2024年6月11日から3日間にわたって東京ビッグサイトで開催された日本最大級のDX総合展「DX 総合EXPO 2024 夏」。SMBCグループはこの展示会に、グループ内のDX関連サービスを合わせ、9事業合同でブースを出展しました。さらに同イベントにて開催されたセミナーには、三井住友フィナンシャルグループ 執行役専務 グループCDIO 磯和 啓雄氏が登壇し、「SMBCグループがデジタルで作り出す新規事業」をテーマにスピーチをおこないました。

今回は、磯和氏のスピーチ内容を紹介するとともに、ブースを指揮した三井住友フィナンシャルグループ デジタル戦略部 上席推進役 宮城 悟氏へのインタビュー内容をお届けします。宮城氏には、出展の狙いやこれからの新規事業のあり方について、話を聞きました。

「Beyond & Connect」の精神で、新規事業をハイペースで立ち上げる

SMBCグループは金融機関のなかでも率先してITやデジタルの技術を経営に取り入れてきました。お客さまのニーズに応えるデジタルサービスを生み出し続けた結果、金融サービスだけでなく、非金融領域でもたくさんのサービスを生み出しています。その背景にある、新規事業を生み出すための考え方や仕組みについて、磯和氏から説明がありました。

磯和社内で大事にしている考え方の一つに「Beyond & Connect」があります。

Beyondは、既存の壁や枠組みを越えてほしいという意思が込められており、それぞれのメンバーには、社内に留まらず国境すらも越えた自由な発想をもってほしいと考えています。
Connectは、さまざまな企業やサービスとあらゆる形で繋がることを表しています。SMBCグループがこれまで立ち上げた多くの新規事業は、スタートアップをはじめとした多様な企業と提携してスタートしていることが多く、合弁会社を設立したケースも多いです。

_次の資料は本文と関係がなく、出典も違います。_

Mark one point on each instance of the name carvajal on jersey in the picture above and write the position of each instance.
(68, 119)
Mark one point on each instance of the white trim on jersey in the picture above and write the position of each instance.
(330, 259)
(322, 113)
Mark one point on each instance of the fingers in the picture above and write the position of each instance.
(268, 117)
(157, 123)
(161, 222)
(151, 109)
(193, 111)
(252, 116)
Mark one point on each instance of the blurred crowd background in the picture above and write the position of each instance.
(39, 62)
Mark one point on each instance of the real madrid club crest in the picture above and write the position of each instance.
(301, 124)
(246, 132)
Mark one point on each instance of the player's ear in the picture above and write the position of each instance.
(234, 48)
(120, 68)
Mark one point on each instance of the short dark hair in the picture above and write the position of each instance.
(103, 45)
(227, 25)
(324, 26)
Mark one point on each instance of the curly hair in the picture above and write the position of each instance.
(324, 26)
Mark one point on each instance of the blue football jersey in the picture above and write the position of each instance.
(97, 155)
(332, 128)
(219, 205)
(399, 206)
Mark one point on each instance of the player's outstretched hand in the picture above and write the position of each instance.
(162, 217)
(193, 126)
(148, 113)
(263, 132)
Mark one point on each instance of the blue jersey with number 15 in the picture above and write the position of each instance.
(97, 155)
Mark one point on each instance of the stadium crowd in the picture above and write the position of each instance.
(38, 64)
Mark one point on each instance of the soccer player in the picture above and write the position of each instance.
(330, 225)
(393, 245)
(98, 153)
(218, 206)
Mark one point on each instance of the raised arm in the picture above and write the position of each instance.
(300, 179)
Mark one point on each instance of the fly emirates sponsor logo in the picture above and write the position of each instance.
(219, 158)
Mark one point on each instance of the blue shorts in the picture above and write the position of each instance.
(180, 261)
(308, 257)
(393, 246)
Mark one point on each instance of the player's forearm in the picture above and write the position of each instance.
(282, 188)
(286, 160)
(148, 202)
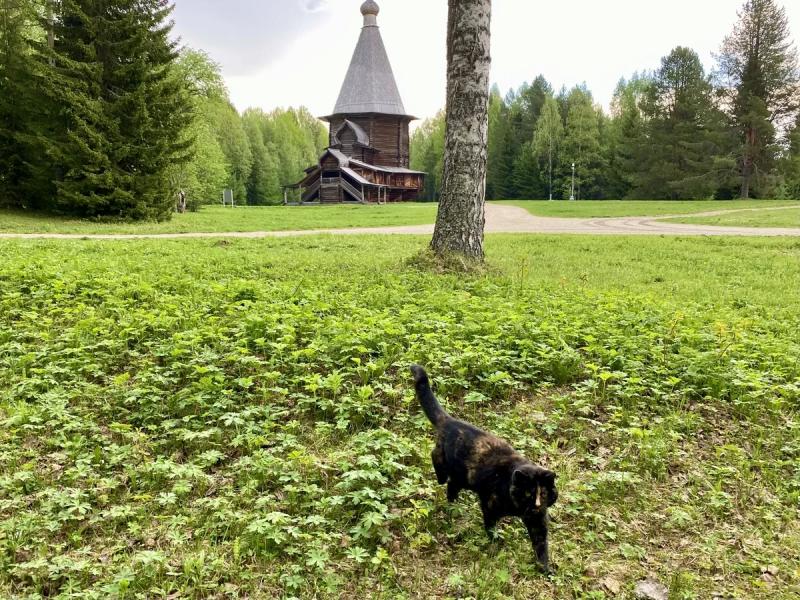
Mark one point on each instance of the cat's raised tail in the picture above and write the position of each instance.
(433, 410)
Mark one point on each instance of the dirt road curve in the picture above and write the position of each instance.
(499, 219)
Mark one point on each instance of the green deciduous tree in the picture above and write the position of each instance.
(548, 140)
(758, 69)
(582, 146)
(427, 154)
(791, 164)
(263, 186)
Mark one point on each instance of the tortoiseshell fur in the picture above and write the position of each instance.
(508, 484)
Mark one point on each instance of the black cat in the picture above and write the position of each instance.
(508, 485)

たとえば、2023年にリリースしたモバイル総合金融サービス「Olive」はまさに「Beyond & Connect」を体現したサービスでした。ありがたいことに約1年間で200万口座を達成し、クレジット、デビット、ポイント払い、追加したカードでの支払い、さらには保険・証券まで、まとめて管理できるサービスです。
また、お客さまのUXを最優先に考え、グループの枠を超えて様々なサービスと連携しております。

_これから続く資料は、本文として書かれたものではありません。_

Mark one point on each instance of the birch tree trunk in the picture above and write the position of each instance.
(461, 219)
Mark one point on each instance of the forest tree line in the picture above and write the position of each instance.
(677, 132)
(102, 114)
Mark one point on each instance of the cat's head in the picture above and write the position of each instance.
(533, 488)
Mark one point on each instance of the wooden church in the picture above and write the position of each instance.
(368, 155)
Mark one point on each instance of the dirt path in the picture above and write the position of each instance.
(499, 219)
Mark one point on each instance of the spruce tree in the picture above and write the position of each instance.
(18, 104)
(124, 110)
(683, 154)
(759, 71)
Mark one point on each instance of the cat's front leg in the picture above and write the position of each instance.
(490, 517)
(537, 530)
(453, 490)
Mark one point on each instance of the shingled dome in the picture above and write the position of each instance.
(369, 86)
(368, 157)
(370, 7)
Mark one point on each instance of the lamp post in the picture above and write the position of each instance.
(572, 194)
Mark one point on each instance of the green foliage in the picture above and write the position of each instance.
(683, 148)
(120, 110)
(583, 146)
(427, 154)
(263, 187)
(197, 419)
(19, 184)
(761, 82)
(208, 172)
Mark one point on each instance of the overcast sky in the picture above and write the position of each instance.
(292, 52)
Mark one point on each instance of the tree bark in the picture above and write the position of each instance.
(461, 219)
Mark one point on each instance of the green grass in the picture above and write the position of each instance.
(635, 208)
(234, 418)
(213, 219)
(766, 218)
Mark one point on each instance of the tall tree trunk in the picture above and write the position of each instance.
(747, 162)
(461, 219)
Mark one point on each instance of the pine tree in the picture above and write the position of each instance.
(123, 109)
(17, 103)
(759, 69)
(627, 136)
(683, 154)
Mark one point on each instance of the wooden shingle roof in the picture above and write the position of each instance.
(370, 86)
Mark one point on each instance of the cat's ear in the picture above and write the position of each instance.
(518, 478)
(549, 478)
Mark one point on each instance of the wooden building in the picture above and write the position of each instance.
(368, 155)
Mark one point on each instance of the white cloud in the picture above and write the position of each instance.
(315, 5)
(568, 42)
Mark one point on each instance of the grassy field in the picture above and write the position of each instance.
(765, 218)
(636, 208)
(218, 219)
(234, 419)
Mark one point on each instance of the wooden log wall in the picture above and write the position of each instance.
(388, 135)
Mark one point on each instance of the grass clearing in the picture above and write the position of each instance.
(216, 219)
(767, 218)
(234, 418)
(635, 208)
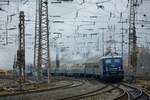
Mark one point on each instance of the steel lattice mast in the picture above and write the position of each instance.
(36, 40)
(21, 50)
(132, 37)
(43, 55)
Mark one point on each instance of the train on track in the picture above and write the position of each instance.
(108, 68)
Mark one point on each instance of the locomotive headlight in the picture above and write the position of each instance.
(106, 68)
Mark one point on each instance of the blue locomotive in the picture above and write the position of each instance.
(108, 68)
(111, 68)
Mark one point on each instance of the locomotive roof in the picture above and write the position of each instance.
(104, 57)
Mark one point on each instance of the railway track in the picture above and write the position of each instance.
(132, 93)
(98, 94)
(70, 84)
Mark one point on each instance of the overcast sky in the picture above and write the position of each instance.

三井住友フィナンシャルグループ 執行役専務 グループCDIO
磯和 啓雄氏

新規事業を生み出すための、4つの取り組み

磯和我々は、イノベーションを推進するための仕組みづくりにも力を入れています。ただでさえ金融業界は、保守的な考え方に偏り、経路依存してしまいがちです。そのような状況を打破するには、新しい挑戦が生まれ続ける仕組みをつくる必要があります。

今回は大きく4つの取り組みをご紹介します。1つ目はイノベーションハブの設置です。国内では、渋谷に「hoops link tokyo」という拠点を設け、同拠点をモデルにしたバーチャル空間「virtual hoops link」も開設しています。また、アメリカに「シリコンバレー・デジタルイノベーションラボ」、シンガポールに「アジアイノベーションセンター」と、海外拠点をいくつか作り、現地企業との情報連携や提携推進に力を入れています。

2つ目は、インナーコミュニケーション活性化のための社内SNS「みどりの広場(通称:ミドりば)」の導入です。ミドりばは、あえてルールを設けず、誰でもどのような内容でも投稿できるようになっています。お気に入りの居酒屋のことばかり投稿する人もいれば、業務で困ったことを積極的に投稿する人もおり、本SNSがきっかけとなって、新サービスが誕生した事例もあります。

たとえば、とある支店の窓口業務を務めるメンバーが、毎年一定の時期になると多くのマンション管理組合の方が、記帳のために銀行を訪れるのだという話を投稿しました。すると他の支店からも同じ現象が起こっていると、多くの投稿が寄せられたのです。そこで、お困りの方が多いのであればと、マンション管理組合専用のサービス開発がおこなわれました。

3つ目は、Webメディア「DX-link」の運営です。DX-linkでは、DXにおけるSMBCグループのビジョン、DX推進のためのソリューション、共創パートナー企業との取り組みなどを発信しています。コーポレート向けのDX関連情報発信メディアとしては上位のPV数を獲得しており、Webメディアを通じた情報発信によって、社内外にSMBCグループの取り組みを広める活動をしています。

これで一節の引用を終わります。